[XML-SIG] dumping an XML parser skeleton from DTD input

Thomas B. Passin tpassin@home.com
Sat, 10 Mar 2001 12:53:34 -0500


<Eugene.Leitl@lrz.uni-muenchen.de> wrote -

>
> Before I try selling them on the DOM thing, I'd rather know what I'm
> doing. It cost them three days to whip up their object tree XML parser
> in Java.
>
Yes, it's easy to make a basic xml parser, and it's easy to come up with a
tree structure.  Lots of us have done something like this.  But there are a
lot of  specialized wrinkles to xml.  If you are only ever going to work with
your own xml, it may not matter.  But if you want to work with xml produced by
others, it may use features that require these wrinkles.  Your home-grown
parser and tree structure likely won't handle them all.  Handling of external
entities, namespaces, whitespace normalization, character encodings, and CDATA
sections are some of these wrinkles that can get tricky.

Also, if you use your own tree API, you won't be able to make use of other
software that uses the DOM, like xslt, xpath,xpointer, etc. (I'm not sure how
many of these are out yet in C++, but they will be coming).

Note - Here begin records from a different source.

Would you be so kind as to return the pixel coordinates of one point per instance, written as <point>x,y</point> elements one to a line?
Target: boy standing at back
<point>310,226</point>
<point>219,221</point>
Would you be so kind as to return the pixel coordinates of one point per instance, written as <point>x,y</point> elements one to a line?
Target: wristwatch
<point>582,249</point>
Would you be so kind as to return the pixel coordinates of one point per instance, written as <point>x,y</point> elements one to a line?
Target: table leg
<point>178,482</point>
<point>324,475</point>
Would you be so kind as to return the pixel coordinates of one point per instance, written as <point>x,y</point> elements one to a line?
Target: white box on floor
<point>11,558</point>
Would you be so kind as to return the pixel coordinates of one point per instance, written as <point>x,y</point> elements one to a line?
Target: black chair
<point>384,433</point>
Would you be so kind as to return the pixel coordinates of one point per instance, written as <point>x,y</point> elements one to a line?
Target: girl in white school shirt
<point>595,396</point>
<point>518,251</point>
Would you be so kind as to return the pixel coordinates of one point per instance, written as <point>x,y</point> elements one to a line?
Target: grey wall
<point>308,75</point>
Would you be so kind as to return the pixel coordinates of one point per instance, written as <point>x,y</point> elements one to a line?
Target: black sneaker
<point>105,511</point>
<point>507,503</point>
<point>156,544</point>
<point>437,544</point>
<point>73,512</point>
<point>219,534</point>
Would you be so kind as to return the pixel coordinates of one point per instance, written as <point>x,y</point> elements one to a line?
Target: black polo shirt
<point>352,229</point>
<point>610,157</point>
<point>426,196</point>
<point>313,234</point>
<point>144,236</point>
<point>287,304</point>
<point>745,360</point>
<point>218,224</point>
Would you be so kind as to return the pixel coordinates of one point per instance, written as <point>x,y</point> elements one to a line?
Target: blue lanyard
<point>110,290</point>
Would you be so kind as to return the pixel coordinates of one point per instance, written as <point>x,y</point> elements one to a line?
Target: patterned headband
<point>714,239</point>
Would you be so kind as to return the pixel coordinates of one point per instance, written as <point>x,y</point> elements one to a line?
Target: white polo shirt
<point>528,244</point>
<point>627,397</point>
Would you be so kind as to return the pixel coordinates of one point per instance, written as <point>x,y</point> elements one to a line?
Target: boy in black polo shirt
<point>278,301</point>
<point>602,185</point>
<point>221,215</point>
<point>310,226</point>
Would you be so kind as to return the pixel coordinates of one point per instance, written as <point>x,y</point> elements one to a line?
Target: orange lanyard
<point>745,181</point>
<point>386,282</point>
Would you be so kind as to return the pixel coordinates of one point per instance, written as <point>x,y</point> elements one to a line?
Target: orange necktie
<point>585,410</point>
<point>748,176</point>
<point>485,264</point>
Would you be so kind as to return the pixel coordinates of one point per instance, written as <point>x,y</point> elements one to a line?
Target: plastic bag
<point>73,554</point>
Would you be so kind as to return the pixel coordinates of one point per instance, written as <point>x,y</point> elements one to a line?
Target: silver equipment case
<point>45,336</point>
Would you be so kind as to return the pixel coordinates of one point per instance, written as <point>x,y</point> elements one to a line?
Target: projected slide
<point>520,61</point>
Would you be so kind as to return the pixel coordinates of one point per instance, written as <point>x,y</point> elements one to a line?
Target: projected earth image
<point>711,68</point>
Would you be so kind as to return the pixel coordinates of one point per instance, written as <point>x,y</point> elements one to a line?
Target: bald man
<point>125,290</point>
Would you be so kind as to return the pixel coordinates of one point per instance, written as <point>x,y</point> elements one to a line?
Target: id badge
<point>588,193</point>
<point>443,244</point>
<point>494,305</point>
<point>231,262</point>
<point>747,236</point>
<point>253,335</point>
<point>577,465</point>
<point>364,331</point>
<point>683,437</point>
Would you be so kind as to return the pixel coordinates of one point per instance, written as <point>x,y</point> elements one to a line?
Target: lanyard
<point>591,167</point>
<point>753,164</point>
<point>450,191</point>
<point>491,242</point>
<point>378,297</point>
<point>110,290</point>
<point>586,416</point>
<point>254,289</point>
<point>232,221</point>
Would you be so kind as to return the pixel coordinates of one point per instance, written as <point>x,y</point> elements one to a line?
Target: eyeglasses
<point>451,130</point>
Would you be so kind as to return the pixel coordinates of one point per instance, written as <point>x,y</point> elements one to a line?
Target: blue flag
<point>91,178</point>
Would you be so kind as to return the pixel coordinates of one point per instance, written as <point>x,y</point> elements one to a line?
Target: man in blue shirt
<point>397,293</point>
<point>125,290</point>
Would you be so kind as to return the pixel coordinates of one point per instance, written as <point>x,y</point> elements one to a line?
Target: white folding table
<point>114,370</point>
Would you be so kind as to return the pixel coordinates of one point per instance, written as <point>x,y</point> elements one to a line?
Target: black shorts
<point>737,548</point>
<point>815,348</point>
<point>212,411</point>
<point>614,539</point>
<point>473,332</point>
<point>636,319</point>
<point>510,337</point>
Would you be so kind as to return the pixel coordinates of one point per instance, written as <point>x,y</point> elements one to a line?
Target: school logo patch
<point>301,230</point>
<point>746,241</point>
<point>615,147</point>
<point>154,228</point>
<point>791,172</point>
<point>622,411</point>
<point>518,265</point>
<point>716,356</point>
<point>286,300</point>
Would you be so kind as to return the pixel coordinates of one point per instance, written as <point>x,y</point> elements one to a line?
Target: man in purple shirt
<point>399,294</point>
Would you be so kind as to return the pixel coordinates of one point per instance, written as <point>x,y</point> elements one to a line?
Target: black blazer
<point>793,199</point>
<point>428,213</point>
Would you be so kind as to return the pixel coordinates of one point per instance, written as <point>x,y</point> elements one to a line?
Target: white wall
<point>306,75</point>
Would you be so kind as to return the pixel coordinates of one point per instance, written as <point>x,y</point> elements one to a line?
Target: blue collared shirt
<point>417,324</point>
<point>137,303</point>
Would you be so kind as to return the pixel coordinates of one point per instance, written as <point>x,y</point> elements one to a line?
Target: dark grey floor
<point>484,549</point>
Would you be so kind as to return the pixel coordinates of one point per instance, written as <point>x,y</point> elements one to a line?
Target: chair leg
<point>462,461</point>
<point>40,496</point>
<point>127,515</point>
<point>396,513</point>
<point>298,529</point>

> > 2) Creating a tree-like structure to represent the structure of the xml
> > document.
> > The DOM is an API for a tree-like representation.  Most major parsers out
> > there either include a DOM api or can work with another DOM API.  (SAX is
a
> > non-DOM api, but the output of a sax processsor can be used to build a
tree,
> > too).  The DOM is an object oriented api.
>
> They (said cow-orkers) insist on an object tree based approach.
>

Oh, yes, a tree approach is fine for a lot of things.  Takes a lot of memory
if you have a large chunk of xml.  It isn't so much the tree as the api for it
that you probably want to concentrate on first.

Cheers,

Tom P